Diffuse axon injury is a common trauma that affects the axons in the brain’s white matter. Computational models of axons, both in isolation and within the matrix, have been developed to study this injury at cellular and tissue levels. However, axonal behaviour depends strongly on the mechanical properties of the surrounding matrix. Accurate material properties of axons and the matrix are essential for realistic modelling of their behaviour. This study characterises the hyper-viscoelastic properties of axons and their matrix for human brain tissue in two different white matter regions. First, previous experimental data on isolated axons under tension were used to determine their mechanical properties. Then, employing finite element analysis, neural networks, and optimisation methods, matrix properties were inferred using experimental data on human brain tissue behaviour under three shear modes at large deformations and varying strain rates. The results indicate that axons are approximately 10–13 times stiffer than the surrounding matrix, depending on the region. The material properties defined in this study provide an accurate representation of axonal and matrix behaviour under injurious conditions, as they are based on large-strain and high-strain-rate data. The constitutive model can be used for a more precise assessment of the injury threshold and the mechanisms of diffuse axon injury at the cellular level.

求助全文

通过发布文献求助，成功后即可免费获取论文全文。

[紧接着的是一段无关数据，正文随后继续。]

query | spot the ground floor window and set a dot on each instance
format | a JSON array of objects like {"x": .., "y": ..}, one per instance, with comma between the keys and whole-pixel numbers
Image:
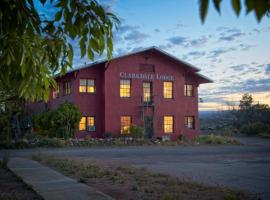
[
  {"x": 168, "y": 124},
  {"x": 125, "y": 122},
  {"x": 87, "y": 123},
  {"x": 190, "y": 122}
]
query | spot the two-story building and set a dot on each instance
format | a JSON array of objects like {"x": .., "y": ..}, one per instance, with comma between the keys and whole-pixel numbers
[{"x": 149, "y": 88}]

去求助

来源期刊

Journal of the Mechanical Behavior of Biomedical Materials 工程技术-材料科学：生物材料

CiteScore

7.20

自引率

7.70%

发文量

505

审稿时长

46 days

期刊介绍： The Journal of the Mechanical Behavior of Biomedical Materials is concerned with the mechanical deformation, damage and failure under applied forces, of biological material (at the tissue, cellular and molecular levels) and of biomaterials, i.e. those materials which are designed to mimic or replace biological materials. The primary focus of the journal is the synthesis of materials science, biology, and medical and dental science. Reports of fundamental scientific investigations are welcome, as are articles concerned with the practical application of materials in medical devices. Both experimental and theoretical work is of interest; theoretical papers will normally include comparison of predictions with experimental data, though we recognize that this may not always be appropriate. The journal also publishes technical notes concerned with emerging experimental or theoretical techniques, letters to the editor and, by invitation, review articles and papers describing existing techniques for the benefit of an interdisciplinary readership.